Livestock Disaster Relief Act Introduced
By: Sydney Sheffield
The Livestock Disaster Relief Act was recently introduced by Senator John Hoeven (R-ND) and Senator Jon Tester (D-MT). The bipartisan bill will improve the Livestock Forage Program and Emergency Livestock Assistance Program to better meet the needs of producers facing severe drought and other natural disasters.
"We are experiencing a devastating drought that has touched every corner of Montana and put a real hurt on livestock producers in our state," said Tester in a press release. "This bipartisan bill will beef up critical livestock disaster programs, providing additional certainty so Montana ranchers can better weather disasters and emerge whole on the other side."
The bill will make changes to the Livestock Forage Program (LFP) by increasing coverage for monthly feed costs to 80 percent, including unweaned cattle in eligible livestock, increasing the number of months a producer can receive payments, and improving the formula used to calculate monthly feed costs. It will adjust the Emergency Livestock Assistance Program (ELAP) by specifying drought as a covered adverse weather event, removing restrictions on types of covered losses and disasters, and identifying transportation costs for feed and water as a covered loss.
Shortly after the announcement of this bill, The United States Department of Agriculture (USDA) announced it modified the ELAP to expand assistance to cover feed transportation costs for ranchers hit by the historic drought. “I am glad USDA adopted a provision of my bipartisan plan to provide additional relief to folks who need it, and I will continue pushing aggressively to make sure this critical relief gets out the door and into the hands of folks who need it as quickly as possible,” Tester stated.
“USDA is currently determining how our disaster assistance programs can best help alleviate the significant economic, physical and emotional strain agriculture producers are experiencing due to drought conditions,” said Agriculture Secretary Tom Vilsack. “The duration and intensity of current drought conditions are merciless, and the impacts of this summer’s drought will be felt by producers for months to come.
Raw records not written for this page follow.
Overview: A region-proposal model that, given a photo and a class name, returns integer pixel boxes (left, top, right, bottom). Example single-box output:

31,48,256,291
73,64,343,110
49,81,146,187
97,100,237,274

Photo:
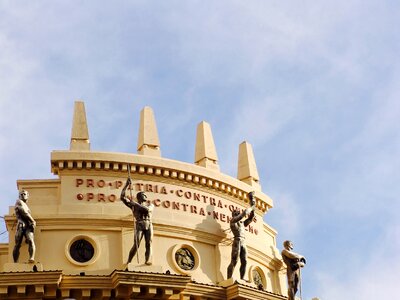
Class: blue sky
0,0,400,300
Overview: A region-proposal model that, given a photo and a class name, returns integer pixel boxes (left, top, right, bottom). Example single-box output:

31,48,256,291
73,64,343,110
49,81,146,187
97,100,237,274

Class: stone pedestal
126,263,164,273
4,262,43,272
218,278,257,288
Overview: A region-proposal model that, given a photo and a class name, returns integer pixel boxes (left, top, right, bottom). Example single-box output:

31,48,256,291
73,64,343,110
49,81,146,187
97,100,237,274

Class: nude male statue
13,190,36,263
281,241,306,300
121,178,154,265
228,192,255,279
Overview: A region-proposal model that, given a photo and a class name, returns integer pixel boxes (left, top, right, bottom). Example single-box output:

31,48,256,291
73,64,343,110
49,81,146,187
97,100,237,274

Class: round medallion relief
69,239,94,263
175,248,196,271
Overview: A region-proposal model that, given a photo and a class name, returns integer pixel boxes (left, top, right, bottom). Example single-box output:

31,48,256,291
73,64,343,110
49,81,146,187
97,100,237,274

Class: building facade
0,102,286,300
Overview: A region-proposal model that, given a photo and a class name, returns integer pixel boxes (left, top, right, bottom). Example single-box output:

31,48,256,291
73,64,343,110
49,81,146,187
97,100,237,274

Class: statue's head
136,192,147,203
248,192,256,206
283,240,293,250
19,190,29,202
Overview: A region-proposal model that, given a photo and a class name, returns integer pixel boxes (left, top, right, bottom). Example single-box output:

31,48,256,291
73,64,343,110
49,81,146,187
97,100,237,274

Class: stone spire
137,106,161,156
237,141,261,190
69,101,90,151
194,121,219,171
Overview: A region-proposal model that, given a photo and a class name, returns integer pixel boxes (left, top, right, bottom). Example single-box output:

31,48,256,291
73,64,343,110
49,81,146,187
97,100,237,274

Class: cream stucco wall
0,151,283,293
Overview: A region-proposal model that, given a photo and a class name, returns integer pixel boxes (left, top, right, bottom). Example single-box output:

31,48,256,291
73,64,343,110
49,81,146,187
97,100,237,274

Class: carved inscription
75,178,258,235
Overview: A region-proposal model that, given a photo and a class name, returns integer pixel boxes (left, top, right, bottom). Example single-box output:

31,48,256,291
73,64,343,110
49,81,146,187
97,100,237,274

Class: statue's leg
128,230,143,264
293,269,300,298
288,282,295,300
26,230,36,262
13,227,24,262
240,245,247,279
228,240,239,279
144,226,153,265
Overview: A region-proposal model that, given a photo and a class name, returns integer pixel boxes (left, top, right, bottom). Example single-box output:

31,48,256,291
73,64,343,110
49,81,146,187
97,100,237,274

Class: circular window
175,248,196,271
65,235,99,266
69,239,94,263
171,244,200,274
250,267,266,290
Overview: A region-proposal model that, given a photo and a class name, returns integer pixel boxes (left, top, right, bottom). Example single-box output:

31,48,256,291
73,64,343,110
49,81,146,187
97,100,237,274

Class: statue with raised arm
121,178,154,265
13,190,36,263
281,241,306,300
228,192,255,279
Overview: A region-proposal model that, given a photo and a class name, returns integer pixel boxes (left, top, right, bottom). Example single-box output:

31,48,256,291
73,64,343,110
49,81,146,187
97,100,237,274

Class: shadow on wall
196,205,227,282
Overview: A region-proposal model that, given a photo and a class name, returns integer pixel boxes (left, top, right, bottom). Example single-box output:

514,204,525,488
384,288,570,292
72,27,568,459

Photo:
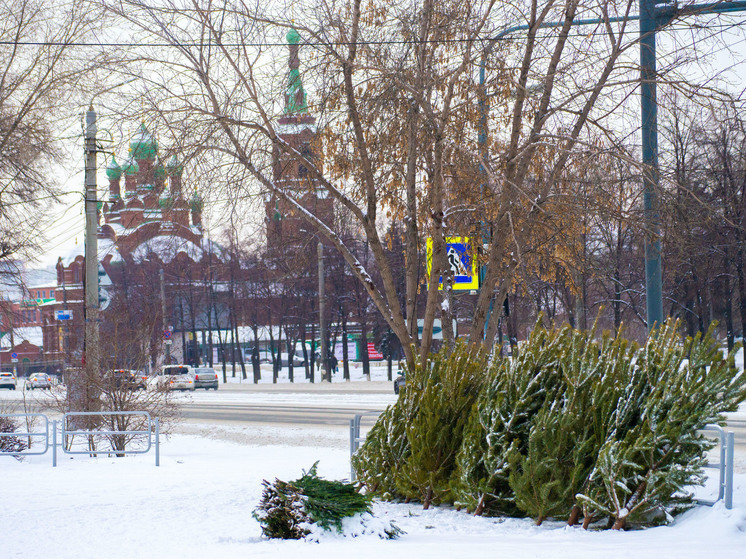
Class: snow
0,418,746,559
0,367,746,559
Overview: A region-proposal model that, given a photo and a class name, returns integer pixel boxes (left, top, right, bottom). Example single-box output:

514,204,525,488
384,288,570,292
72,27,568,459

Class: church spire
285,29,308,115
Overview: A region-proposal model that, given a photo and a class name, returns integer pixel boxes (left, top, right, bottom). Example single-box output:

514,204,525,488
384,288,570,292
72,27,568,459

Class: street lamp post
78,103,99,411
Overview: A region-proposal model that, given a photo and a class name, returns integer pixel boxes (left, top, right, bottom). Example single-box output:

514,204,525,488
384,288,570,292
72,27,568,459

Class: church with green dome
99,123,204,254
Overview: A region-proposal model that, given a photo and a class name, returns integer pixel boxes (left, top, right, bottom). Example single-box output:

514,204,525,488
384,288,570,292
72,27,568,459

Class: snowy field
0,406,746,559
0,354,746,559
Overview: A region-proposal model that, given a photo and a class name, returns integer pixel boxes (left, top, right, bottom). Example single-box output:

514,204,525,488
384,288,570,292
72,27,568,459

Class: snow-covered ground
0,356,746,559
0,406,746,559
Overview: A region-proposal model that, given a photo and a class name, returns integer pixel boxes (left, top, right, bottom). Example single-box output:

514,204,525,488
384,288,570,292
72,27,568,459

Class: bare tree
0,0,110,264
101,0,724,363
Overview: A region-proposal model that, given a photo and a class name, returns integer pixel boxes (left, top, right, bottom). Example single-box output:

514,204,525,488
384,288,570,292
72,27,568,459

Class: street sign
368,342,383,360
54,309,73,320
425,237,479,291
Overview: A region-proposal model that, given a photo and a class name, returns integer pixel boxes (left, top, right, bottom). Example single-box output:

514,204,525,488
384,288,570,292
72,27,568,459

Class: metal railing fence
0,411,160,467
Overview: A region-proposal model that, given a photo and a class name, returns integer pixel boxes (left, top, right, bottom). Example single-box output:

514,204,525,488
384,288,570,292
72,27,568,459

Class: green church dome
130,123,158,159
122,155,140,175
166,155,184,177
106,155,122,181
153,157,166,179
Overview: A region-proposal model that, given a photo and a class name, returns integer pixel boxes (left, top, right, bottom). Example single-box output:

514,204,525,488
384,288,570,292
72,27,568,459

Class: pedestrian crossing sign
426,237,479,291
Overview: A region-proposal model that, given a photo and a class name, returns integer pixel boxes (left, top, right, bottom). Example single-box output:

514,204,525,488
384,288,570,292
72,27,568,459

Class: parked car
280,353,306,368
26,373,52,390
111,369,148,390
394,371,407,394
161,365,197,392
0,373,18,390
194,367,218,390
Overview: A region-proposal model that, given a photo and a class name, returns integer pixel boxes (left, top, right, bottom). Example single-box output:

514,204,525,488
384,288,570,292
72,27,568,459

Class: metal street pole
84,104,99,411
158,268,171,365
478,0,746,331
640,0,663,332
316,241,332,382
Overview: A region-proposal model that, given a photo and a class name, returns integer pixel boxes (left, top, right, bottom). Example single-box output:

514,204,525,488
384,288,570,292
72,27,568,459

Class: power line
0,20,739,48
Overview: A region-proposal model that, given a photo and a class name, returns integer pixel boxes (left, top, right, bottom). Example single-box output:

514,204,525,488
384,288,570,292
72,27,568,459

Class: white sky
29,9,746,276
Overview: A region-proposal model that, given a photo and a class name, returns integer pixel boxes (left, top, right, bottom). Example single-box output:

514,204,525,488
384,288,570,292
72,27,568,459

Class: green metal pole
640,0,663,332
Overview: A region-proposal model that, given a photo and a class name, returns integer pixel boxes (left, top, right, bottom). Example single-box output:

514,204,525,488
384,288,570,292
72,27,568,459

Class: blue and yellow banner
426,237,479,291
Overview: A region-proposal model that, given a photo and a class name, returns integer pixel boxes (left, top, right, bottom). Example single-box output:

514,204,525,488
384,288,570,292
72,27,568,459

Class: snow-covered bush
0,416,27,453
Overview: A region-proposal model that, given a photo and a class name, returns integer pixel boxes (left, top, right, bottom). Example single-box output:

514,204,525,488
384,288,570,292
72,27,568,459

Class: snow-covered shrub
0,416,27,453
578,323,746,528
353,343,487,508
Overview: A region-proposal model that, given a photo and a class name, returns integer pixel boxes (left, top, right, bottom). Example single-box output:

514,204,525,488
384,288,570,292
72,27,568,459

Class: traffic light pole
84,105,99,394
478,0,746,331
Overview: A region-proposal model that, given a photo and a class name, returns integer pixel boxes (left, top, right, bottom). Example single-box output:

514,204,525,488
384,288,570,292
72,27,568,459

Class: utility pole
80,103,99,411
317,241,332,382
640,0,663,331
158,268,171,365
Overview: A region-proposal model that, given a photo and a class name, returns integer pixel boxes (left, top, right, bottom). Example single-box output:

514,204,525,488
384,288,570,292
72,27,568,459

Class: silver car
161,365,197,392
0,373,18,390
194,367,218,390
26,373,52,390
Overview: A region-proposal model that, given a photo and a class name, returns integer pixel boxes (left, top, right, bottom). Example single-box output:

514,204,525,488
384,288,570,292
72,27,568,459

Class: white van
158,365,197,392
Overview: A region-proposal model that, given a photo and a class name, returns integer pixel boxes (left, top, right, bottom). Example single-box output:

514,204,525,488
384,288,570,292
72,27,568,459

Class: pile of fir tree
353,343,487,508
253,462,401,539
354,323,746,529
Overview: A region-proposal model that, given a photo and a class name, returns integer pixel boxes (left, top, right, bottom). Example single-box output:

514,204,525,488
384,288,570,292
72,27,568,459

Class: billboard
426,237,479,291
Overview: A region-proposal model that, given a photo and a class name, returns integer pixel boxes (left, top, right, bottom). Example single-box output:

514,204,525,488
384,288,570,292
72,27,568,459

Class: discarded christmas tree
395,343,487,509
254,463,401,539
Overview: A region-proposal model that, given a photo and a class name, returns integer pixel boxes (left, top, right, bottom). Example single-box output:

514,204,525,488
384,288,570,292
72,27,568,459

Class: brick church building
40,124,220,372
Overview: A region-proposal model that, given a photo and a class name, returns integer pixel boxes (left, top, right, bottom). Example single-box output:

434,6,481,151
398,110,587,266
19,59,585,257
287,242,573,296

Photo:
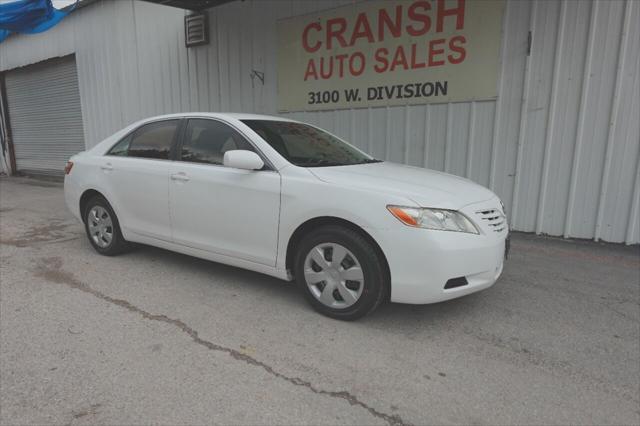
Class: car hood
308,161,496,210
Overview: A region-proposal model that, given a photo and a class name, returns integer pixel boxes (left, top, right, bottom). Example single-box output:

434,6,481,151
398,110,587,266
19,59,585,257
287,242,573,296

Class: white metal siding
0,0,640,243
5,57,85,174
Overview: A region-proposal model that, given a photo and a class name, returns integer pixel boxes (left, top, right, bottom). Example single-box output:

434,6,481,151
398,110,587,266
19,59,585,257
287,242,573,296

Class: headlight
387,206,480,234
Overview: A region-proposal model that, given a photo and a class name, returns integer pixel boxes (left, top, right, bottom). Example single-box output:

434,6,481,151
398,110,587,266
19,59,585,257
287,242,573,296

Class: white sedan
64,113,508,320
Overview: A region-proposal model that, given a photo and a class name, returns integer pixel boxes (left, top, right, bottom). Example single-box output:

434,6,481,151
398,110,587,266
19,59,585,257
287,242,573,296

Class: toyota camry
64,113,509,320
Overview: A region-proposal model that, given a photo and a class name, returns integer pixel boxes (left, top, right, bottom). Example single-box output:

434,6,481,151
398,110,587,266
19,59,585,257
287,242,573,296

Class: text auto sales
302,0,467,104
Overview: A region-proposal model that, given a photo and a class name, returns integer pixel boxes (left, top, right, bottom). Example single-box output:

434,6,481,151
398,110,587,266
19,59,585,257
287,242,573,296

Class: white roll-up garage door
5,56,85,174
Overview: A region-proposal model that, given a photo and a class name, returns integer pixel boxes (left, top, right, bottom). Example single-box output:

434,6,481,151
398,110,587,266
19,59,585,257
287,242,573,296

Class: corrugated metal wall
0,0,640,243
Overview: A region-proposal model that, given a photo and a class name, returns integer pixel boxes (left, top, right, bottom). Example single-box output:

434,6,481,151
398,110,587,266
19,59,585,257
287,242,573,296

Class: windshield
242,120,379,167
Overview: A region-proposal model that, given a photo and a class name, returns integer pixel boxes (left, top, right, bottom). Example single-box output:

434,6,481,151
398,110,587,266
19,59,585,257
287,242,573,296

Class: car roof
142,112,295,122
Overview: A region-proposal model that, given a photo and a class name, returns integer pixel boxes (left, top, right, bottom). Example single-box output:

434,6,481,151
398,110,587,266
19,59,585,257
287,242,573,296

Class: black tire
294,225,390,321
82,196,130,256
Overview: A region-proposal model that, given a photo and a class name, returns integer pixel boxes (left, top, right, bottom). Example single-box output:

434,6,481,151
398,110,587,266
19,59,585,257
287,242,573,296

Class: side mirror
222,149,264,170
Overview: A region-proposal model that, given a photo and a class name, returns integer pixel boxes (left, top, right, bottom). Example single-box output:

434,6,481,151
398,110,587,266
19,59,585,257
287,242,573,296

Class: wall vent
184,13,209,47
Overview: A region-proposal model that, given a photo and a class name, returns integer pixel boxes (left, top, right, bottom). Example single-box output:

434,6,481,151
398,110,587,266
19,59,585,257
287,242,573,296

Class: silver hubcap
304,243,364,309
87,206,113,248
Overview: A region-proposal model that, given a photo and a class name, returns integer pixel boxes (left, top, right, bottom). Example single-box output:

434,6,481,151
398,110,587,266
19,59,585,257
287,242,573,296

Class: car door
169,119,280,266
99,120,180,241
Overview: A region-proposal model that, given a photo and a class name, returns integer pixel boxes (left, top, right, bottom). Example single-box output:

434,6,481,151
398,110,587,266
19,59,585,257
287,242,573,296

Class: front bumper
374,201,508,304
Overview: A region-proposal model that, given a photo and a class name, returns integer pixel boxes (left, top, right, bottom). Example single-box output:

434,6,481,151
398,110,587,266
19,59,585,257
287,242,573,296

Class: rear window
108,120,179,160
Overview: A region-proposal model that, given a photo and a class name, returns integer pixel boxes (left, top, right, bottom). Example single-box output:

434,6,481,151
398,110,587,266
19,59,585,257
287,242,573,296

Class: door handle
171,172,189,182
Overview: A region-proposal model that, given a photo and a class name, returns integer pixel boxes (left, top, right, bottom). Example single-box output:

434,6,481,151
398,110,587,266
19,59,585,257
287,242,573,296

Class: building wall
0,0,640,243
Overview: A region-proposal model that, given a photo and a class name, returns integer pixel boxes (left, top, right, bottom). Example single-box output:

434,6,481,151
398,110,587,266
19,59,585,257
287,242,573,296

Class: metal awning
144,0,234,11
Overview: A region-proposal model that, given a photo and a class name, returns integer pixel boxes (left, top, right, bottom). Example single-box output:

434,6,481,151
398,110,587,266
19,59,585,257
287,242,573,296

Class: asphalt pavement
0,178,640,425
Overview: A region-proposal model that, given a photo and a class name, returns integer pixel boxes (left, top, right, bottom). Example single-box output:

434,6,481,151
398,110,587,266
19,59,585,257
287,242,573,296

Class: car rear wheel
84,196,129,256
295,225,389,320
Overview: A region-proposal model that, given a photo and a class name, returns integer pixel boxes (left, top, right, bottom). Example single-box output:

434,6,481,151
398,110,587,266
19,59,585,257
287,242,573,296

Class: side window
127,120,178,160
107,133,133,157
180,119,255,164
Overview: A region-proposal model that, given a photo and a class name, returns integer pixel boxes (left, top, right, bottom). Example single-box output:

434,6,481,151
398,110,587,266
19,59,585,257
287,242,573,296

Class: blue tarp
0,0,71,43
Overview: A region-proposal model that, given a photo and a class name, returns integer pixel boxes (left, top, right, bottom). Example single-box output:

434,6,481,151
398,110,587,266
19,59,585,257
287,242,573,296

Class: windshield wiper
301,160,343,167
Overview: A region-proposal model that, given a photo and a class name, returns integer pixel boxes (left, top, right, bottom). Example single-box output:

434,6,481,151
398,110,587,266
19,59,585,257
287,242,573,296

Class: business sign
278,0,504,111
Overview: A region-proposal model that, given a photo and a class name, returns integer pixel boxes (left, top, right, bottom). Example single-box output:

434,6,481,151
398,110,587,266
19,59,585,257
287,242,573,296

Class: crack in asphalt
35,257,410,426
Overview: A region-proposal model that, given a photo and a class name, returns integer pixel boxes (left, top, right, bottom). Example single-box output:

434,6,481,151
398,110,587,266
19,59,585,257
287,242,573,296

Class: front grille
476,209,507,232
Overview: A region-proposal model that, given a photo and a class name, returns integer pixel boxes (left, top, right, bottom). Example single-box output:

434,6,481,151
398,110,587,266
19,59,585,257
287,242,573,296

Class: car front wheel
295,225,389,320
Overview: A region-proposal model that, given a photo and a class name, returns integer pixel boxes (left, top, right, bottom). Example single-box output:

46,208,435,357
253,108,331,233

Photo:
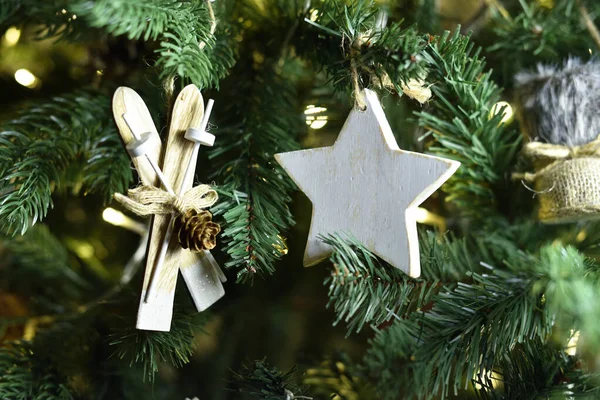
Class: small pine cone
173,210,221,251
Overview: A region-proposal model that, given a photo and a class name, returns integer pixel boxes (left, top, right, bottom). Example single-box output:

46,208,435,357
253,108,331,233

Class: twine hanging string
350,41,367,111
114,185,218,217
114,185,221,252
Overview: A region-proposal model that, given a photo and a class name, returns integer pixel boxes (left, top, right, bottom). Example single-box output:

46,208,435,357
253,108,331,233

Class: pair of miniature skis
113,85,226,331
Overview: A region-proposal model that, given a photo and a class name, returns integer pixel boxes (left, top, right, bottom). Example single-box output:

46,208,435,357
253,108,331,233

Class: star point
275,89,460,277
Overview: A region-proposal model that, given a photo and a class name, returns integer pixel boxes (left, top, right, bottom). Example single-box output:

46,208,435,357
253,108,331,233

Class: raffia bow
114,185,219,217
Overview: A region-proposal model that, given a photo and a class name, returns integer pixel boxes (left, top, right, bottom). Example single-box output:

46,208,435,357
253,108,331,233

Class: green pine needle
109,309,207,382
0,90,132,235
229,360,304,400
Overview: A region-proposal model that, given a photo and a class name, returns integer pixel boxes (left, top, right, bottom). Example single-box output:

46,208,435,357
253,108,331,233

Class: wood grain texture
112,87,162,186
275,90,460,277
113,85,225,331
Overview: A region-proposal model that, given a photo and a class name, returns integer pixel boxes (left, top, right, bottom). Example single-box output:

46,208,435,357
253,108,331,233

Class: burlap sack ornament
513,58,600,223
514,137,600,223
Today’s announcement is to provide relief as ranchers make fall and winter herd management decisions.”
Previously, ELAP only compensated producers for the cost of hauling water. This new ELAP coverage will supplement the LFP, which provides payments to producers for the cost of hay. The deadline to apply for the payment for the 2021 program year is January 31, 2022.
“Our producers have faced severe challenges due to the drought this year and that includes increased feed transportation costs,” said Hoeven. “After hosting FSA Administrator Ducheneaux in North Dakota to hear directly from our farmers and ranchers, we worked with the Administrator to expand ELAP to help cover producers’ feed transportation costs. This is much-needed assistance and is an important tool in helping our producers weather this drought.”